I don't have a strong view. StructEquality looks useful but I have never used it myself so can't really comment how practical it is. I'm happy for this to go ahead .

singularitti commented 8 months ago

Hi @rkurchin, sure. I could make a PR to test this change.

mfherbst commented 8 months ago

Sounds like a good quick solution to get a solid behaviour.
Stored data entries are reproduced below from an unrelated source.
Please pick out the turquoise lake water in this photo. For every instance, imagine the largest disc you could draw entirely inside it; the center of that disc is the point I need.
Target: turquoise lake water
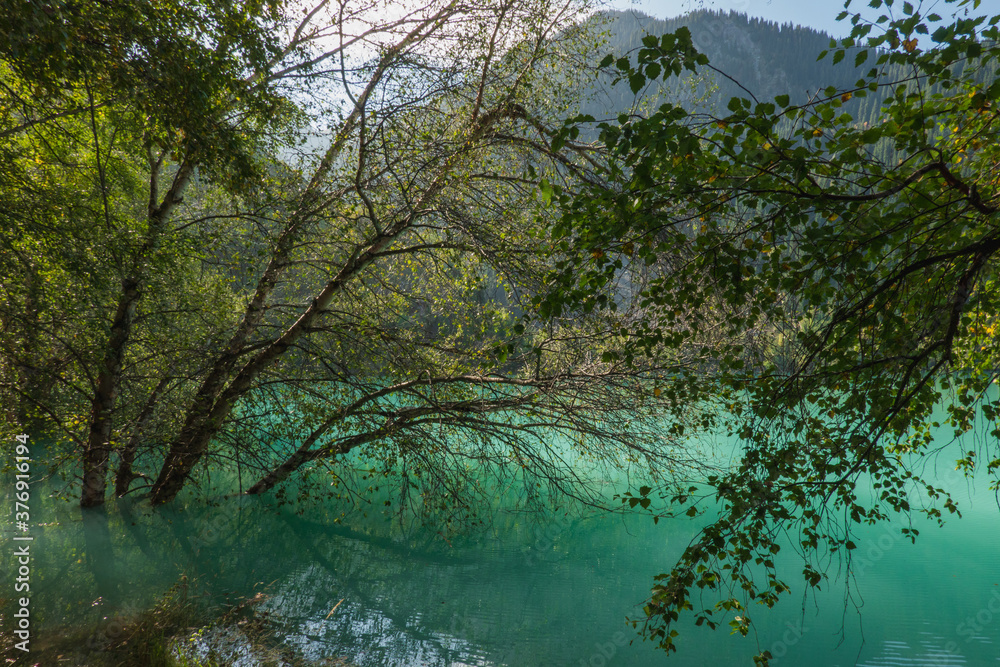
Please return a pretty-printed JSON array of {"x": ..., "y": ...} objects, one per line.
[{"x": 554, "y": 591}]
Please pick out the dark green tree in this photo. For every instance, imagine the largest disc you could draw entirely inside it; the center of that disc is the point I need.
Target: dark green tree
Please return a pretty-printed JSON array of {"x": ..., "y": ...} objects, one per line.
[{"x": 828, "y": 282}]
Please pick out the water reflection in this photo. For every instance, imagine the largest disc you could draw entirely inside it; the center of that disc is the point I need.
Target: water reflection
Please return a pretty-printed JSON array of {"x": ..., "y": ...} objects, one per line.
[{"x": 520, "y": 594}]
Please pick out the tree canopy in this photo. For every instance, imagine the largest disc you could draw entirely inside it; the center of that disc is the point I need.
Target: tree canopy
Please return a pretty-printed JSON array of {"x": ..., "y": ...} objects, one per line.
[
  {"x": 829, "y": 281},
  {"x": 265, "y": 241}
]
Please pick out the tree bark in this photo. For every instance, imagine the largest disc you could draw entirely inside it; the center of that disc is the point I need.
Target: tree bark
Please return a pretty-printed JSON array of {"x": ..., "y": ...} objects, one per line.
[{"x": 98, "y": 449}]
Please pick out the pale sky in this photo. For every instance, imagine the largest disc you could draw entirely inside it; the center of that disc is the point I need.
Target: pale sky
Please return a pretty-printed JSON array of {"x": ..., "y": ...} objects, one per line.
[{"x": 819, "y": 14}]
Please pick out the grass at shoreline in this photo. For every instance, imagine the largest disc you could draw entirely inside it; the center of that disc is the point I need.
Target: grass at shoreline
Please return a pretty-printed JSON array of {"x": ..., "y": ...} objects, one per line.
[{"x": 176, "y": 632}]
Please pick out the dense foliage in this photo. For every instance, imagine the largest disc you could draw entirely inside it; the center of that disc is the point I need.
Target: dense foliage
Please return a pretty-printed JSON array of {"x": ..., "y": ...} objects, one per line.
[
  {"x": 252, "y": 240},
  {"x": 831, "y": 280}
]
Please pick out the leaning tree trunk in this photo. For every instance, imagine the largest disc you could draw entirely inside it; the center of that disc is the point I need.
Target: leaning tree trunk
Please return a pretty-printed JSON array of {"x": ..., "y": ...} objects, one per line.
[{"x": 97, "y": 453}]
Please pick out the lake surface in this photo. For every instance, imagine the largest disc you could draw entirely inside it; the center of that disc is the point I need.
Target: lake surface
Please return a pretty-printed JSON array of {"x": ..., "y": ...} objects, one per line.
[{"x": 526, "y": 592}]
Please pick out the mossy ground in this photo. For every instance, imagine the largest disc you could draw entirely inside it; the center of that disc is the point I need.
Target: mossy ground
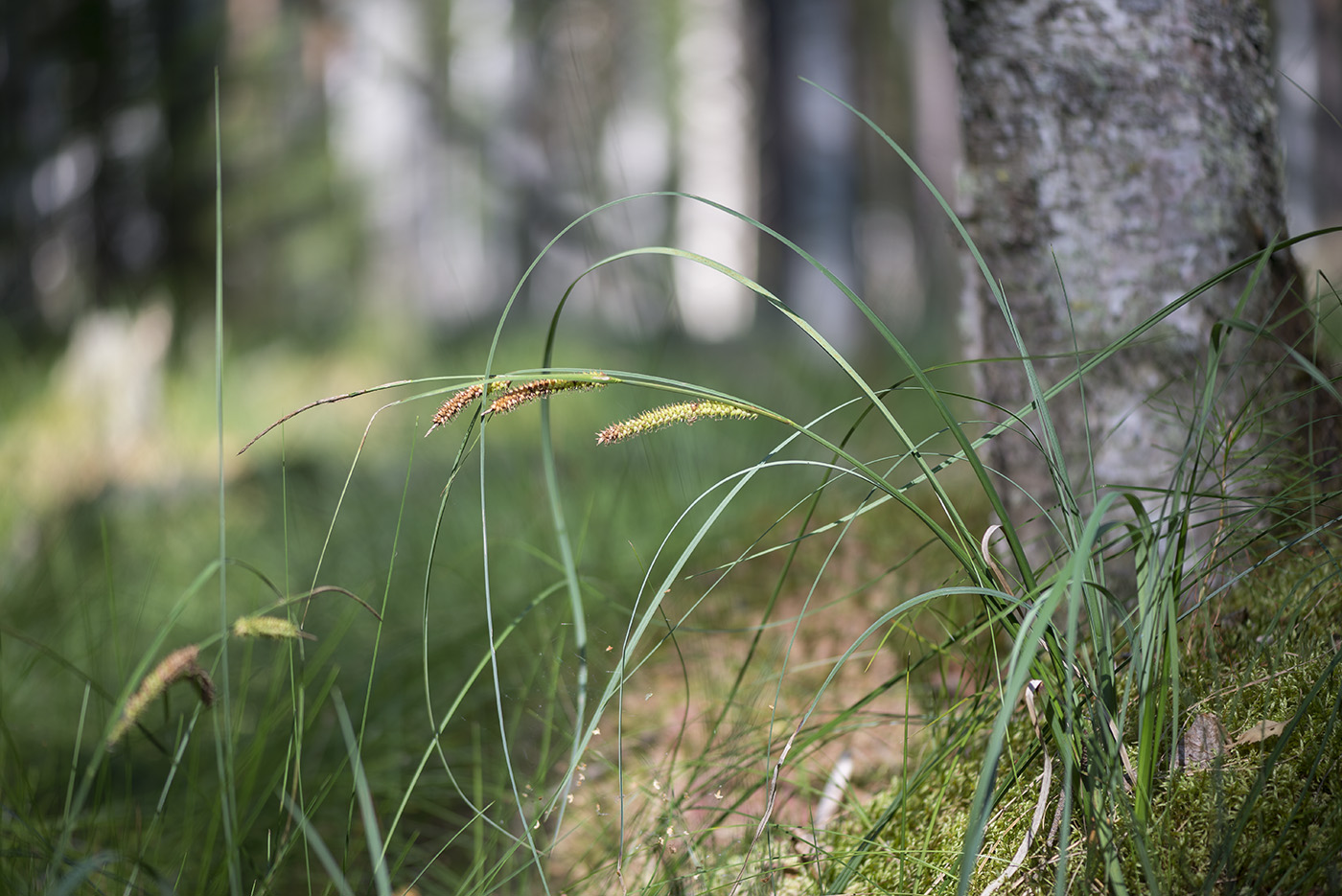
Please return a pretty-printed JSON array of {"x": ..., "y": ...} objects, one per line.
[{"x": 1263, "y": 817}]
One edge case I can think of where one should think a second of the desired behaviour is the case where two atoms/systems only differ by the extra attributes, which are stored, e.g. one atom might store some extra information (e.g. a tag or a property relevant only to an implementing library), which from the AtomsBase point of view is not relevant. Should that then compare equal ? The safe choice is probably no, but I can see cases where one might argue yes as well. Anyone has strong feelings about this?

jgreener64 commented 8 months ago

Sounds okay to me.

I would err on the side of safety, I would be surprised if two things were equal when something was different. The user shouldn't have to worry too much about which bits AtomsBase cares about.

cortner commented 8 months ago

@mfherbst Good point. We will store training data in structures. Not sure how else to do this. Can there be a data dict which is excluded in the == ?

mfherbst commented 8 months ago

Btw for testing equality in tests there is also the AtomsBaseTesting package with some utilities.

cortner commented 1 month ago

Could also ≈ be added in a reasonable way?

singularitti commented 1 month ago

StructEquality.jl provides @struct_isapprox, so I think yes?

cortner commented 1 month ago

I'd love to have this PR, I'm current hand-writing equality and ≈ tests.

singularitti commented 1 month ago

Sorry I was pretty busy before, but recently I think I will have time to do this.